Micron Technology (MU) stock is in the spotlight this week, as the company is set to release its fiscal 2019 fourth-quarter results on Thursday after markets close. The stock has rallied 8% this month as analysts have become optimistic on the stock.
Micron’s earnings depend heavily on memory prices, which are often difficult to predict. The company faces cycles of upturn and downturn, during which its earnings move drastically from windfall gains to losses. The company’s revenue rose almost 145% during the 2016–2018 memory market uptrend as DRAM (dynamic random access memory) prices rose from -35% in 2016 to +37% in 2018. After three years of an uptrend, Micron returned to a downtrend in the second half of 2018, driven by the US-China trade war.

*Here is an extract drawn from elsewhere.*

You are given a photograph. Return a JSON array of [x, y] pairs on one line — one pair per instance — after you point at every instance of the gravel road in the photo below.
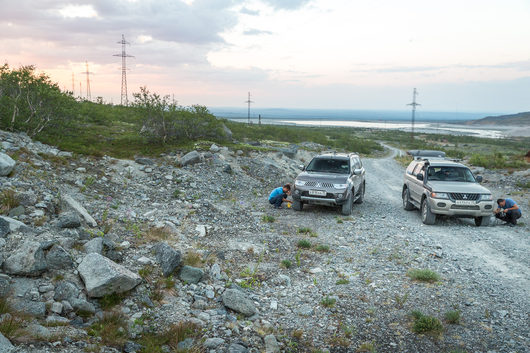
[[484, 276]]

The trade war slowed end-consumer demand just as memory chipmakers had increased their DRAM and NAND (negative AND) supply. After nine months of weak memory demand, analysts now foresee it increasing. TheStreet reports that higher demand is resulting in a faster-than-expected memory inventory drawdown at Micron and other memory chipmakers. Analysts believe memory prices will stabilize next year, and that the market will return to a cyclical uptrend again.
Five things to look for in Micron’s earnings release
Micron’s upcoming earnings release could shed some light on the state of the memory market. The five things investors should pay attention to are ASPs (average selling prices), inventory, revenue growth and outlook, capital spending, and FCF (free cash flow).
DRAM and NAND ASPs
Micron earns about 65% of its revenue from DRAM and 30% from NAND. Its revenue is a product of ASPs and volumes. ASPs are determined by product mix and prices. According to CNBC, Longbow analysts have noted that DRAM and NAND shipments are increasing sequentially thanks to growing demand from hyperscalers and smartphone makers. In fiscal 2019’s fourth quarter, Apple launched its iPhones, Advanced Micro Devices launched its 7nm CPUs (central processing units) and GPUs (graphics processing units), and Intel launched its notebook CPUs. These products have higher memory content, driving sequential demand.

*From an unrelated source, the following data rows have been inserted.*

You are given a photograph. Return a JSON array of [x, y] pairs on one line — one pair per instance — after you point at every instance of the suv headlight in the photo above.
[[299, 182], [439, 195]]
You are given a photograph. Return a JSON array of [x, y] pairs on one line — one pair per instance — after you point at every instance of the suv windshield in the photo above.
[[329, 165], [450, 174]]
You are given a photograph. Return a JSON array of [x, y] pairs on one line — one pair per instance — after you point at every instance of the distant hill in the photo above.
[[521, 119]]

On September 6, TheStreet reported Cowen analysts had noted that NAND ASP had risen by a low-single-digit percentage. And on September 10, TheStreet noted that KeyBanc analyst Weston Twigg believed DRAM price declines had slowed. He expects DRAM prices to hit the bottom in the November 2019 quarter and stabilize in 2020. In Micron’s earnings release, investors should look at its NAND and DRAM ASP growth and price outlook for the November quarter. If Micron’s outlook is higher than analysts’ expectations, the memory industry’s downturn may be coming to an end.

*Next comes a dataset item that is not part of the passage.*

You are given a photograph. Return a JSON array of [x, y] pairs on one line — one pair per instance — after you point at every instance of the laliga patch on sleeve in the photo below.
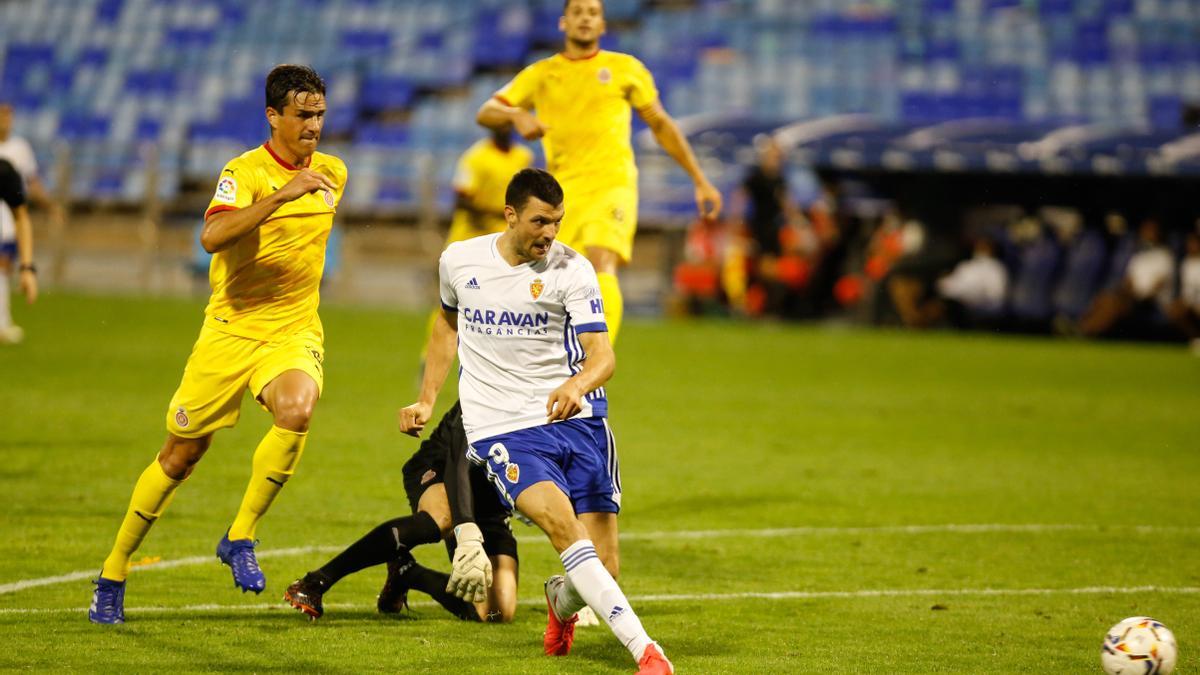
[[227, 190]]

If we look at Micron’s historical data, its DRAM ASPs fell 35% in the last memory downturn in 2016. ASPs then rose more than they fell. During the memory downturn, analysts expect DRAM ASPs to fall 40% this year. If history repeats itself, DRAM ASPs may rise faster in 2020 and 2021 as 5G, AI, and autonomous vehicles drive demand.
Micron’s earnings and revenue growth
Investors should also look at Micron’s revenue growth. In fiscal 2019’s fourth quarter, Micron expects to report its steepest year-over-year revenue decline in more than five years, of 47%. It expects its revenue to fall 6% sequentially to $4.5 billion. However, some analysts believe the company will beat its revenue guidance.
Morgan Stanley analyst Joseph Moore expects Micron to report revenue of $4.7 billion, 5% higher than its midpoint guidance. He also expects the company to report non-GAAP EPS of $0.56, 27% higher than its midpoint guidance of $0.45. However, he expects Micron’s revenue to be flat and its EPS to fall sequentially in fiscal 2020’s first quarter as memory demand and DRAM prices fall. If Micron’s fiscal 2020 first-quarter revenue guidance is better than analysts’ estimate, the stock could see a significant uptick.
Investors should look at Micron’s inventory, which has grown significantly in the last three quarters as consumers have switched from buying memory chips to absorbing the existing capacity. Although memory chipmakers have reduced their production capacity, demand has fallen faster than supply. A higher inventory impacts a company’s gross margin.
As memory demand increases, Micron will need to first clear off its excess inventory of about $1.7 billion before increasing its supply. Micron’s fiscal 2019 fourth-quarter inventory levels will give investors an idea of the current demand and the company’s capacity to handle that demand efficiently.
Capital expenditure for fiscal 2019
The memory industry is an oligopoly, with few suppliers. They maintain supply discipline to keep memory prices in check. As memory demand fell in 2018’s second half, memory chipmakers lowered their supply by reducing capital spending. Micron reduced its capex from its originally planned $10.5 billion to $9 billion. With this reduction, it aimed to reduce its DRAM capacity by 5% and NAND capacity by 10%.
Micron plans to significantly reduce its capex in fiscal 2020 to below $9 billion. However, it plans to continue investing in advanced technologies that reduce production costs. Investors should keep a close eye on Micron’s fiscal 2020 capital spending budget. Its capital budget will influence stocks of manufacturing equipment suppliers Applied Materials (AMAT), Lam Research (LRCX), and KLA Corporation (KLAC)
Micron’s free cash flow
If what analysts say is true and Micron is nearing the end of the memory downtrend, investors should look at its FCF. The company’s FCF turns negative in a downturn. In the 2016 downturn, its FCF stood at -$2.65 billion. Between mid-2016 and mid-2018, Micron reduced its production costs by investing in new technology. It repaid most of its debt, boosting its cash flow significantly.
Amid a downturn, Micron has reported positive FCF in the last three quarters. If it can maintain positive FCF in the fourth quarter, investor confidence in the company may rise. Micron stock may fall ahead of earnings release, as the stock has already priced in an earnings beat.